En Europa sigue el caos aéreo que afecta a miles de vuelos en todo el mundo por la erupción del volcán islandés. Algunos lectores de la BBC afectados por la situación enviaron sus testimonios.
"Luego de pasar aquí dos semanas, pensaba volar de regreso a Manchester (Inglaterra) el viernes. Sabíamos que el vuelo desde Hong Kong había sido cancelado, pero no nos dimos cuenta de cuán largas serían las demoras.
Por suerte duermo con mi madre, por lo que no tengo que preocuparme por el hospedaje. Soy maestra en una escuela primaria y debería estar de regreso el lunes, pero me acaban de informar que no hay vuelos hasta por lo menos el 28 de abril. Estoy en lista de espera.

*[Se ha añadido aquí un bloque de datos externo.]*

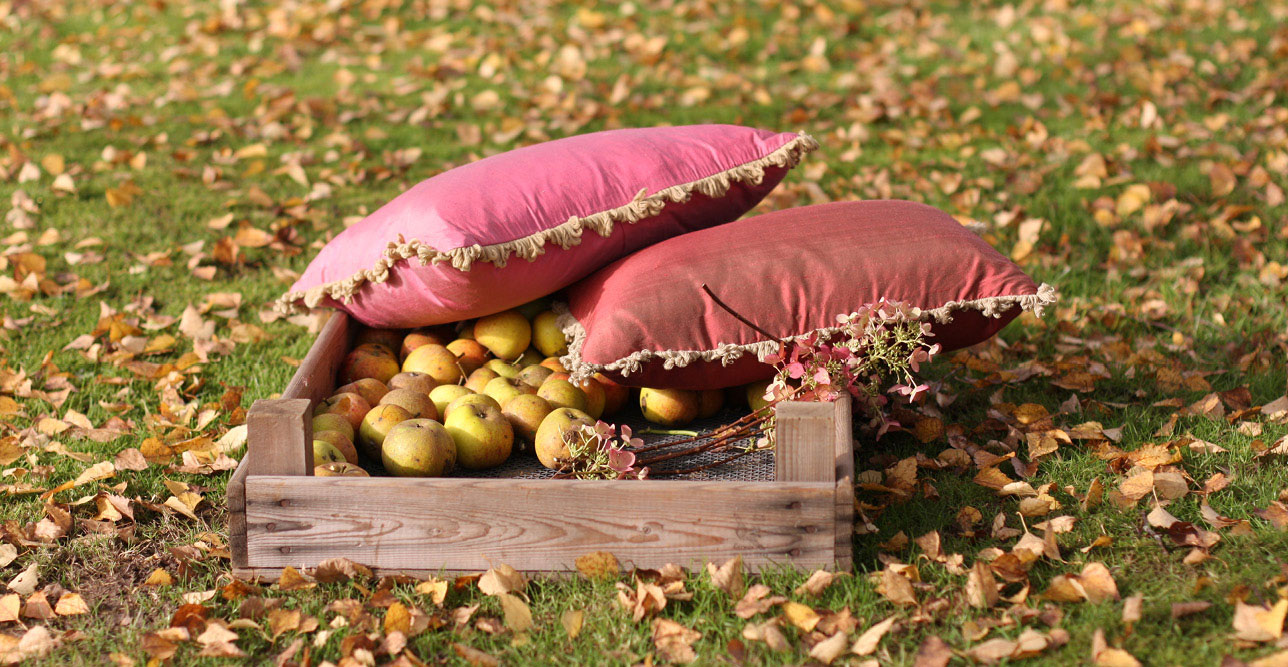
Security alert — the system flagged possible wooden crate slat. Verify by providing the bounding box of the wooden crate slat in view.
[246,475,837,570]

Me siento muy culpable por mis alumnos, que son pequeños y necesitan estabilidad. Por suerte la directora de la escuela ha sido muy comprensiva conmigo".
"El aeropuerto cerró anoche y desde entonces la aerolínea no nos ha ayudado con el alojamiento. He tenido que buscarme hotel por mi cuenta. Encima no tengo dinero para comida, teléfono, etc.
Tengo medicación para mi epilepsia suficiente hasta mañana, por lo cual es probable que si no consigo los medicamentos empiece a tener convulsiones.
Entiendo que todos estamos en el mismo barco y que poco podemos hacer al respecto. Estoy muy cansado y quiero estar en mi casa".
Estudiante universitaria de 21 años, Moira Hickson está varada en Moscú con su madre. Volaban desde Tailandia a Inglaterra, pero quedaron atrapadas en una escala en Moscú.
Según le dijo a su novio, Chris Turmott, las tratan como prisioneras. En este momento se encuentran en un hotel cercano al aeropuerto, vigiladas por guardias armados.
De acuerdo con su testimonio, todos los que volaban con ella, incluyendo niños, fueron confinados al pasillo de un hotel y como no tienen visas no se les permite abandonar las habitaciones más que para bajar al restaurante del hotel, siempre escoltados por los guardias armados.
Como no hablan ruso y nadie allí habla inglés, no logran enterarse de lo que está ocurriendo.
"Soy uno de los afortunados que pudieron regresar a casa. Luego de que cancelaran mi vuelo desde Pisa el jueves por la mañana, pude conseguir otro vuelo de Florencia a París y aterricé justo antes de que cerraran el espacio aéreo.
Los viajes en el Eurostar (tren que une Francia y el Reino Unido) estaban agotados, pero conseguí un billete a Calais. Allí alquilé un coche y me subí a un ferry, manejé hasta el Reino Unido y allí devolví el auto.
Mi consejo es que vayan a Calais y alquilen un coche, aunque es caro: 600 euros".